14. Hukuk Dairesi 2016/7570 E. , 2018/6872 K.
"İçtihat Metni"MAHKEMESİ :Asliye Hukuk Mahkemesi
Davacı vekili tarafından, davalı aleyhine 10.02.2014 gününde verilen dilekçe ile önalım hakkına dayalı tapu iptali ve tescil talebi üzerine yapılan duruşma sonunda; davanın redine dair verilen 28.11.2014 günlü hükmün Yargıtayca incelenmesi davacı vekili tarafından istenilmekle süresinde olduğu anlaşılan temyiz dilekçesinin kabulüne karar verildikten sonra dosya ve içerisindeki bütün kağıtlar incelenerek gereği düşünüldü:
K A R A R
Dava, önalım hakkına dayalı tapu iptali ve tescil istemine ilişkindir.
Davacı vekili, müvekkilinin paydaşı olduğu 125 ada 26 parsel (eski 2514 parsel) sayılı taşınmazın dava dışı önceki paydaşı ..."ın taşınmazdaki 1/2 payını 27.01.2012 tarihinde 8.400,00TL bedelle davalıya sattığını, müvekkiline noter bildirimi yapılmadığını ileri sürerek önalım hakkı nedeniyle dava konusu taşınmazda davalı adına kayıtlı 1/2 payın iptali ile müvekkili adına tescilini talep etmiştir.
Davalı vekili, hak düşürücü sürenin geçtiğini, taşınmazın paydaşlar arasında fiilen taksim edildiğini, davacının satışı bildiğini ve kötüniyetli olarak bu davayı açtığını belirterek davanın reddini savunmuştur.
Mahkemece, dava konusu taşınmazda paydaşlar arasında fiili taksim yapıldığının anlaşıldığı, davacının önalım hakkını kullanmak istemesinin TMK"nin 2. maddesinde yer alan dürüstlük kuralı ile bağdaşmayacağı gerekçe gösterilerek davanın reddine karar verilmiştir.
Hükmü, davacı vekili temyiz etmiştir.
1- Yapılan yargılamaya, toplanan delillere ve tüm dosya içeriğine göre davacı vekilinin aşağıdaki bendin kapsamı dışında kalan temyiz itirazları yerinde görülmemiş ve reddi gerekmiştir.
2- Önalım hakkı paylı mülkiyet hükümlerine tabi taşınmazlarda bir paydaşın taşınmaz üzerindeki payını kısmen veya tamamen üçüncü bir kişiye satması halinde diğer paydaşlara bu satılan payı öncelikle satın alma yetkisi veren bir haktır. Bu hak paylı mülkiyet ilişkisi kurulduğu anda doğar ve satışın yapılmasıyla kullanılabilir hale gelir.

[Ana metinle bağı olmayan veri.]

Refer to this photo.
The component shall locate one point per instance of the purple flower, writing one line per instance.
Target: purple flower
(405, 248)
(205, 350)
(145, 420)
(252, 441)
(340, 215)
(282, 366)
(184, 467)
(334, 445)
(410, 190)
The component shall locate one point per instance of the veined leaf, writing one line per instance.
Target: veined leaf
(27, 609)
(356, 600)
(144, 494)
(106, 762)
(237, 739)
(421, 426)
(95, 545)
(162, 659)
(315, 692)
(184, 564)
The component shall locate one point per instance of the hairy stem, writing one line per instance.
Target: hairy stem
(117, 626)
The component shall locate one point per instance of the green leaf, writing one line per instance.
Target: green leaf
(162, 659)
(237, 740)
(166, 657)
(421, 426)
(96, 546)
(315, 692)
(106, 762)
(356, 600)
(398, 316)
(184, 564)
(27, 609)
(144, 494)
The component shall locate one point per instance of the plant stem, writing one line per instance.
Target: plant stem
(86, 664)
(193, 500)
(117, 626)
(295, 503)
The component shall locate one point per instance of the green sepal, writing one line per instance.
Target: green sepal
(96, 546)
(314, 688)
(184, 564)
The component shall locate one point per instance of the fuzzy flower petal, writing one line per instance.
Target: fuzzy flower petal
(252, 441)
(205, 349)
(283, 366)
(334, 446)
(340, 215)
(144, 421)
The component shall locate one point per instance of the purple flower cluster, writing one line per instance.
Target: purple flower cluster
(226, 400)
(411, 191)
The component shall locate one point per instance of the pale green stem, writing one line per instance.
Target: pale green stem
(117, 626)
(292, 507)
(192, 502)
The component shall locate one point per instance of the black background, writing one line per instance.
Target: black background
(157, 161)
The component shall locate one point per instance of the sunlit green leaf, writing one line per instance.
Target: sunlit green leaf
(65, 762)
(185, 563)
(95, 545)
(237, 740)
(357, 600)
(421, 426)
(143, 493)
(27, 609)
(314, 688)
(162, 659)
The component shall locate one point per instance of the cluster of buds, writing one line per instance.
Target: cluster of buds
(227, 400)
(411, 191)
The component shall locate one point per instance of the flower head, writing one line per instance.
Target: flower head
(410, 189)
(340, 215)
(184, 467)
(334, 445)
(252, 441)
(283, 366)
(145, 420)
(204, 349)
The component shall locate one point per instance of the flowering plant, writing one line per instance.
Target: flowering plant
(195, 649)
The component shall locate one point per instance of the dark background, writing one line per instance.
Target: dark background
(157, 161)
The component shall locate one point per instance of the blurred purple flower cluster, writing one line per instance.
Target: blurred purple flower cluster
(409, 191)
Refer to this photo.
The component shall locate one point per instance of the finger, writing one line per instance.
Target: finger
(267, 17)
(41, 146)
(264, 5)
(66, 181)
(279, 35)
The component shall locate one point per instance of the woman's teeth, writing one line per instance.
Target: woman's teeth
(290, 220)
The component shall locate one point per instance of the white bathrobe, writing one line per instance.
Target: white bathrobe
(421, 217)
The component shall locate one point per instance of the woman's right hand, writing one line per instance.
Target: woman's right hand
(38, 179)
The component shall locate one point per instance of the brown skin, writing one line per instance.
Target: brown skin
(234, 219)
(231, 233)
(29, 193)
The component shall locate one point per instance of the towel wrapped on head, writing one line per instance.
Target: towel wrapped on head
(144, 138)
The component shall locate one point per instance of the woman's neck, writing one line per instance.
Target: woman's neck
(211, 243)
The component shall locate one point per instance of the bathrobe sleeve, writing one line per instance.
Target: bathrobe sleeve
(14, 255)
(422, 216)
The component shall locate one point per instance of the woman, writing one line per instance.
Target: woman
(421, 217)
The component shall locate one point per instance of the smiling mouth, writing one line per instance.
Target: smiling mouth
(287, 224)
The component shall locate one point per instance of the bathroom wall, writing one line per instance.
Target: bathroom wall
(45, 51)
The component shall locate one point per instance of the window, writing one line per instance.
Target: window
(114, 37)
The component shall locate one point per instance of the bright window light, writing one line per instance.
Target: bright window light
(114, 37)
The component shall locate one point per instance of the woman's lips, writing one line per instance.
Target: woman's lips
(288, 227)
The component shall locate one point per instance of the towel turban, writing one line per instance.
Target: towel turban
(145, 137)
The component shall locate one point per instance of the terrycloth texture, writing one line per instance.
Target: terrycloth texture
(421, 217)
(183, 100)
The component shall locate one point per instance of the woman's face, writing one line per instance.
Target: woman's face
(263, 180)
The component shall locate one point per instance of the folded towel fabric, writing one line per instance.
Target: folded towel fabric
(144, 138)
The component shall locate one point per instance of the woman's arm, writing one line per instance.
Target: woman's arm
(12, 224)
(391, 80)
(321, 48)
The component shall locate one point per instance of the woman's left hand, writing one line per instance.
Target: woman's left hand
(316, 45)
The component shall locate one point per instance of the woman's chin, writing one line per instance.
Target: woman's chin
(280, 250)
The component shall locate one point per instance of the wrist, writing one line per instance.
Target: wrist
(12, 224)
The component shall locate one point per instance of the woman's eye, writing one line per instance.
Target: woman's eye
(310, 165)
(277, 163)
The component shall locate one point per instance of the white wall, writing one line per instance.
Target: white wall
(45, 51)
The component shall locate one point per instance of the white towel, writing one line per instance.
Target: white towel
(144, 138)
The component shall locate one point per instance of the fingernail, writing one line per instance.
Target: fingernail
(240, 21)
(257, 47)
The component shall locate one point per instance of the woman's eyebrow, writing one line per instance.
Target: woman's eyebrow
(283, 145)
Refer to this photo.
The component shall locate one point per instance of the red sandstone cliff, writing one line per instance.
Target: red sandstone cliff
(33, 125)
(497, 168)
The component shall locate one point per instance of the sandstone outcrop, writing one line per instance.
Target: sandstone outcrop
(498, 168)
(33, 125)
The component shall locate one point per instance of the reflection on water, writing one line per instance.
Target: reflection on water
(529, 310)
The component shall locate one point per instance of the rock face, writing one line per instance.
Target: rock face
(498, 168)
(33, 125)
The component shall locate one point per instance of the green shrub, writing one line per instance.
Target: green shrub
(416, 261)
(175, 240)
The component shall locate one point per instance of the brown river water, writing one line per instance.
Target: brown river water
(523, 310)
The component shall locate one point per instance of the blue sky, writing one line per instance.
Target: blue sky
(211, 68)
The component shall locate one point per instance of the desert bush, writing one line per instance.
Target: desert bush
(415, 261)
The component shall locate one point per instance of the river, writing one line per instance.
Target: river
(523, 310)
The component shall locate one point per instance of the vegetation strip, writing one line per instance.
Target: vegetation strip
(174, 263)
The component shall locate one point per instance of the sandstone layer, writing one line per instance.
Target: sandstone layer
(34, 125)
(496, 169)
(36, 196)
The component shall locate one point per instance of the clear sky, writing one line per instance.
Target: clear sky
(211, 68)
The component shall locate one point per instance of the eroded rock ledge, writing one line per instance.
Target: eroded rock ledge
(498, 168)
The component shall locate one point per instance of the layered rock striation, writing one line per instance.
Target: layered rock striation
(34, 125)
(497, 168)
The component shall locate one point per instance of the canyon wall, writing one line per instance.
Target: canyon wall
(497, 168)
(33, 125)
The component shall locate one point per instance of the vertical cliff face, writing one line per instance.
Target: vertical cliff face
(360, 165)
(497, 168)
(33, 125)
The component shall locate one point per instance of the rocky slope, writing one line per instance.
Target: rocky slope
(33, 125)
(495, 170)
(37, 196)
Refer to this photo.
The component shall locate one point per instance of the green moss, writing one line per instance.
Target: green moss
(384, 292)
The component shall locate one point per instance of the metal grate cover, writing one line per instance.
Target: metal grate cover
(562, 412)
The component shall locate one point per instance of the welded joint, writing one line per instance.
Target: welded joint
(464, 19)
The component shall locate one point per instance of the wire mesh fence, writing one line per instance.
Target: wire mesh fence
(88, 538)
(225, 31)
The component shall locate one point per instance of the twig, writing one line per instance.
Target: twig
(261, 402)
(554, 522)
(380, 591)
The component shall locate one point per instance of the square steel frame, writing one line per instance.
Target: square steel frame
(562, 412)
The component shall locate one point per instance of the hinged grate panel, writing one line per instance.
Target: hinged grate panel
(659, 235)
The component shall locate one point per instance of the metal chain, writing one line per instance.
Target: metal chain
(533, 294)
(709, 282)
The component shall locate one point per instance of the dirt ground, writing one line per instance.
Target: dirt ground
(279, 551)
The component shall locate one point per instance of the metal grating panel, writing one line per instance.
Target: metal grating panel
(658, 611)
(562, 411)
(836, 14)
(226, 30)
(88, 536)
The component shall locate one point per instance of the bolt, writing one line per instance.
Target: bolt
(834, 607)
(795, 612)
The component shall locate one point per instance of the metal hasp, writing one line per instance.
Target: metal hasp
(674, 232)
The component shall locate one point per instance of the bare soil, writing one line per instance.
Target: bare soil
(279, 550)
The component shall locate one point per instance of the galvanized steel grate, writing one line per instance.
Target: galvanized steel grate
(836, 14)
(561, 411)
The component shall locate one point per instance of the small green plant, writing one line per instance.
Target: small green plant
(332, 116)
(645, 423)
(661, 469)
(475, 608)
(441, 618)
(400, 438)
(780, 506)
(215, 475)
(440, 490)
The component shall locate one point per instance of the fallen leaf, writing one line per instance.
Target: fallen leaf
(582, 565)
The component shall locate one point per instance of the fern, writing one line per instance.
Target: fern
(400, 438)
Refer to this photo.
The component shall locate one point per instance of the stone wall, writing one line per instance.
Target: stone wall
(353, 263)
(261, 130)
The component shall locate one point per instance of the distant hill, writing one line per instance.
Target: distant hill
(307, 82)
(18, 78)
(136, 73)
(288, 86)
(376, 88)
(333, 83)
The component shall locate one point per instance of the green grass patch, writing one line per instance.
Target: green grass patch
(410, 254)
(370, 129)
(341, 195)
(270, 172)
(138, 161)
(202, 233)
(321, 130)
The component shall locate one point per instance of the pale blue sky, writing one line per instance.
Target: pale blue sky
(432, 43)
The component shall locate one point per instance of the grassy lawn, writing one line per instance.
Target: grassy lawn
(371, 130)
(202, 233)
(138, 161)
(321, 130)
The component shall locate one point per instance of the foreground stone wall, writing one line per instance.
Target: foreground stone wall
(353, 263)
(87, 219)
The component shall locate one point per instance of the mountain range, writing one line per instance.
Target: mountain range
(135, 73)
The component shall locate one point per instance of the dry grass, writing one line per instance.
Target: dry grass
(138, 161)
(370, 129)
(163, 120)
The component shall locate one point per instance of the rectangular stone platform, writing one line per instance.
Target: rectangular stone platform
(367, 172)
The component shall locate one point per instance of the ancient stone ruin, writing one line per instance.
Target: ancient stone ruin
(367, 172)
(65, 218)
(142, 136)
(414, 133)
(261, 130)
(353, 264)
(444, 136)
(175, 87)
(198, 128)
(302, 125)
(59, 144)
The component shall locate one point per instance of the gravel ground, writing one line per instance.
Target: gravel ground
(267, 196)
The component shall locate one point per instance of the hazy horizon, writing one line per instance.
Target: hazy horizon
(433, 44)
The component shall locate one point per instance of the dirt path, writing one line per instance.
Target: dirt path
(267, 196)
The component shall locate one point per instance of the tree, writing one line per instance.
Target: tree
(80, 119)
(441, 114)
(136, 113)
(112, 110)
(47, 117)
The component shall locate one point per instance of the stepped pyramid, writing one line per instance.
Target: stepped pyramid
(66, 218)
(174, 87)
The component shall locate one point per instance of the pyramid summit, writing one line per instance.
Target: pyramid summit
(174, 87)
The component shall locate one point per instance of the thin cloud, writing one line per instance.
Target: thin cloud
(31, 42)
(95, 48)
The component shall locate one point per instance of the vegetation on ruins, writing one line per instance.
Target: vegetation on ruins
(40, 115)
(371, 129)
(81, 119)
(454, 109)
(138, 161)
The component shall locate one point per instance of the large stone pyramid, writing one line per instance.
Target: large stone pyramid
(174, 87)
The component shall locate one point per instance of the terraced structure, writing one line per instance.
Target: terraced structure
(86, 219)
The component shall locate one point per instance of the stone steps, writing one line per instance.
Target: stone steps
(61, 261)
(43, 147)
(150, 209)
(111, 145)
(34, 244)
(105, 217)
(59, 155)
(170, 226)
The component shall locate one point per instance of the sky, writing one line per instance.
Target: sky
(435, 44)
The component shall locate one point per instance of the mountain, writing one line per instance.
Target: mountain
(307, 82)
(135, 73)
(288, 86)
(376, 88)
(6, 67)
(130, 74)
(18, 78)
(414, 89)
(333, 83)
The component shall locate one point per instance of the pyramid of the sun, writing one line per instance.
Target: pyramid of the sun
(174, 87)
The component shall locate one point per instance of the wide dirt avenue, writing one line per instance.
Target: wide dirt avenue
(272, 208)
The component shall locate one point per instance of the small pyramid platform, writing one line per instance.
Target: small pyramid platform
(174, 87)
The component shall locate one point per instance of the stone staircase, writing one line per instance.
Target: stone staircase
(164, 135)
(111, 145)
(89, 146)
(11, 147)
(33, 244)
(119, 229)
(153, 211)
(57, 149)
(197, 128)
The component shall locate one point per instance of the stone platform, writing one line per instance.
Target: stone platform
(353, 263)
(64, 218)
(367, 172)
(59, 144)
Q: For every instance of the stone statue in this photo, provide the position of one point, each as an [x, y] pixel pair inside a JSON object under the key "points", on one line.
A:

TMK"nin 733. maddesi gereğince yapılan satışın, alıcı veya satıcı tarafından diğer paydaşlara noter aracılığıyla bildirilmesi zorunludur.
Önalım hakkı, satışın hak sahibine bildirildiği tarihin üzerinden üç ay ve herhalde satışın üzerinden iki yıl geçmekle düşer.
Bu süre hak düşürücü süre olup mahkemece kendiliğinden göz önünde bulundurulması gerekir.
Somut olaya gelince; dava konusu 1/2 payın davalıya satış tarihi 27.01.2012 olup davanın açıldığı tarih ise 10.02.2014"tür.
Bu durumda mahkemece, davanın iki yıllık hak düşürücü süre içerisinde açılmadığından reddine karar verilmesi gerekirken dava konusu taşınmazda fiili taksim bulunduğu gerekçesi ile reddine karar verilmesi doğru görülmemiş ve hükmün bu nedenle bozulması gerekmiş ise de davanın reddi sonucu itibariyle doğru olduğundan HUMK’nin 438/son maddesi gereğince hükmün gerekçesinin düzeltilerek onanmasına karar vermek gerekmiştir.
SONUÇ: Yukarıda (1) nolu bentte açıklanan nedenlerle davacı vekilinin sair temyiz itirazlarının reddine, (2) nolu bentte açıklanan nedenlerle temyiz olunan hükmün gerekçesinin DÜZELTİLMİŞ bu şekli ile ONANMASINA, peşin yatırılan harcın istek halinde yatırana iadesine, kararın tebliğinden itibaren 15 gün içinde karar düzeltme yolu açık olmak üzere,
17.10.2018 gününde oybirliği ile karar verildi.